SHRA research ranges in scope and content, but more often than not our historical inquiry leads us into archives where primary sources are housed. These repositories of historic materials are where we gather documents such as letters, reports, memoranda, photographs, and other items that aid in unraveling the history behind the natural and built environments.
Below is a list of the most common archival facilities we visit.
National Archives and Records Administration (NARA)
The National Archives and Records Administration is the United States’ official record keeper. NARA is a federal government agency that preserves collections of documents that capture important events in American history. NARA organizes and maintains these documents and makes them available for research purposes. While the original National Archives sits on Pennsylvania Avenue in Washington D.C., NARA operates regional branches across the United States, including in Seattle, Atlanta, Boston, and Chicago. The agency has attempted to regionalize its materials so that researchers can find the records that relate to their area in a facility closer than Washington, D.C. SHRA researchers have conducted research at several NARA locations and have navigated the records of numerous federal agencies, including the Bureau of Reclamation, Geological Survey, Secretary of the Interior, Army Corps of Engineers, and myriad others.
Some of the NARA branches where SHRA has worked include Seattle, San Bruno, Riverside, Denver, Kansas City, Fort Worth, and College Park. For more information on the history of the National Archives, check out SHRA’s blog on “Making and Keeping History.” Also check out SHRA’s blog on why the NARA branch in College Park is a favorite research destination.
Most if not all states in the United States have a state archive to assist state agencies with the efficient management of their records. State archives are also tasked with preserving state records that possess enduring value. These repositories act as a place where anyone can access public information that is no longer directly relevant to daily government operations. SHRA researchers have visited state archives across the country and have examined territorial, gubernatorial, attorney general, and fish and game department records, among others. SHRA has researched in the California, Washington, Arizona, and New Mexico state archives, among others.
University Archives/Special Collections
Special collections departments often exist within university libraries. Like NARA and state archives, special collections also seek to store, protect, and provide access to rare or unique archival materials. However, archival collections housed in university special collections are often more diverse in their topics, formats, and time periods and usually are not related to government activities. For example, a special collections facility might retain personal, business, or non-profit papers and records. And graduates of a university who go on to have significant careers frequently bequest their papers to their alma mater.
University archives and special collections that SHRA has worked in include those at Arizona State University, Rutgers University, and the Bancroft Library at UC Berkeley, among others.
While the intent behind corporate archives mirrors that of collections found in university, state, or national archives, corporate archives are often focused on preserving the corporate memory of a business. The documents housed in corporate archives frequently capture a company’s origins, development, and operations. Corporate archives are not always open to the public and often require permission for research access.

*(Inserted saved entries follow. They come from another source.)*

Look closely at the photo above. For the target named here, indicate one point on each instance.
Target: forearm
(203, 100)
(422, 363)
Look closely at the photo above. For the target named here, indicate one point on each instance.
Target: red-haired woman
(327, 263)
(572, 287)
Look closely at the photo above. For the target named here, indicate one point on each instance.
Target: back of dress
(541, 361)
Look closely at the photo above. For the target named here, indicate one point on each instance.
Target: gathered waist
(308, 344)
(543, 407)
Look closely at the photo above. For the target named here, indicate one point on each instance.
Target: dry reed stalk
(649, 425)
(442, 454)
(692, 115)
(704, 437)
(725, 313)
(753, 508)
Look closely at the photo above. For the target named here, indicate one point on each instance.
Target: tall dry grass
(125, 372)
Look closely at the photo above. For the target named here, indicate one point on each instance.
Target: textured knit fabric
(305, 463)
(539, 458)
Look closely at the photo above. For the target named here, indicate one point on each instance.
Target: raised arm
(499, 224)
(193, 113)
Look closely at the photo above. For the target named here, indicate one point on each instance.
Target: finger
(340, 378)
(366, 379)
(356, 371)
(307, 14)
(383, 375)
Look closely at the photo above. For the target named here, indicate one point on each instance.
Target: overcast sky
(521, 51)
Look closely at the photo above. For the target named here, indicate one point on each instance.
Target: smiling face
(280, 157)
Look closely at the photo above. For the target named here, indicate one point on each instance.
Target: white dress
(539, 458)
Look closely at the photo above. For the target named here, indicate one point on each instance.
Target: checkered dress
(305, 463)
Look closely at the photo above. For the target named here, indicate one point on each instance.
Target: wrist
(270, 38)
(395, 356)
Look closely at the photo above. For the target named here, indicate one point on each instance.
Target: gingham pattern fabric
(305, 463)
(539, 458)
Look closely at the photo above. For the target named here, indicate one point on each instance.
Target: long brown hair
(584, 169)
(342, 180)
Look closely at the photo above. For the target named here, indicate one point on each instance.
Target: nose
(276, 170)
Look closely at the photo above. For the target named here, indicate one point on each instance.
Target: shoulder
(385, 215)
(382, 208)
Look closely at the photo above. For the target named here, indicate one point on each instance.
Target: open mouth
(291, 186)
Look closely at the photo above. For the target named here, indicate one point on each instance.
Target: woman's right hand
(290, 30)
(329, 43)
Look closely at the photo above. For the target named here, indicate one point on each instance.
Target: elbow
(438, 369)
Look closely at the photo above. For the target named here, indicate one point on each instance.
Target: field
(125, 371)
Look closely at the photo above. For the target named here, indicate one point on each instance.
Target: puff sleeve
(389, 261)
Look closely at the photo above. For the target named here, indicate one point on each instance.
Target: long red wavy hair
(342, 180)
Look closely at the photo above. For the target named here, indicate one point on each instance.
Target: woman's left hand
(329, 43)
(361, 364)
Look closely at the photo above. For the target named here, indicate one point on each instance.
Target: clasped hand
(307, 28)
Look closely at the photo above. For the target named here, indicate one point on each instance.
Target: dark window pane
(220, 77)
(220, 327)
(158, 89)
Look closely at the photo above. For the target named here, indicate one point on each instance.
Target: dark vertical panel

SHRA has worked in the corporate archives of Idaho Power and the Salt River Project, among others.
Local Government Archives
Cities and counties with available funding often store and provide access to historic government records in locally maintained archival facilities. For smaller cities and counties, the city or county clerk provides this function, instead.
A favorite local government archive in which SHRA has logged many research hours is the Seattle Municipal Archives, which houses, among other things, an amazing collection of historic photos.
Research libraries exist across the United States and are often private, nonprofit institutions. Diverse in nature, research library collections not only contain archival material, but also rare books and sometimes art. An example of a research library is The Huntington, located in San Marino, California. Not only does the Huntington Library possess an unsurpassed collection of materials on the American West, but it also boasts 120 acres of botanical gardens.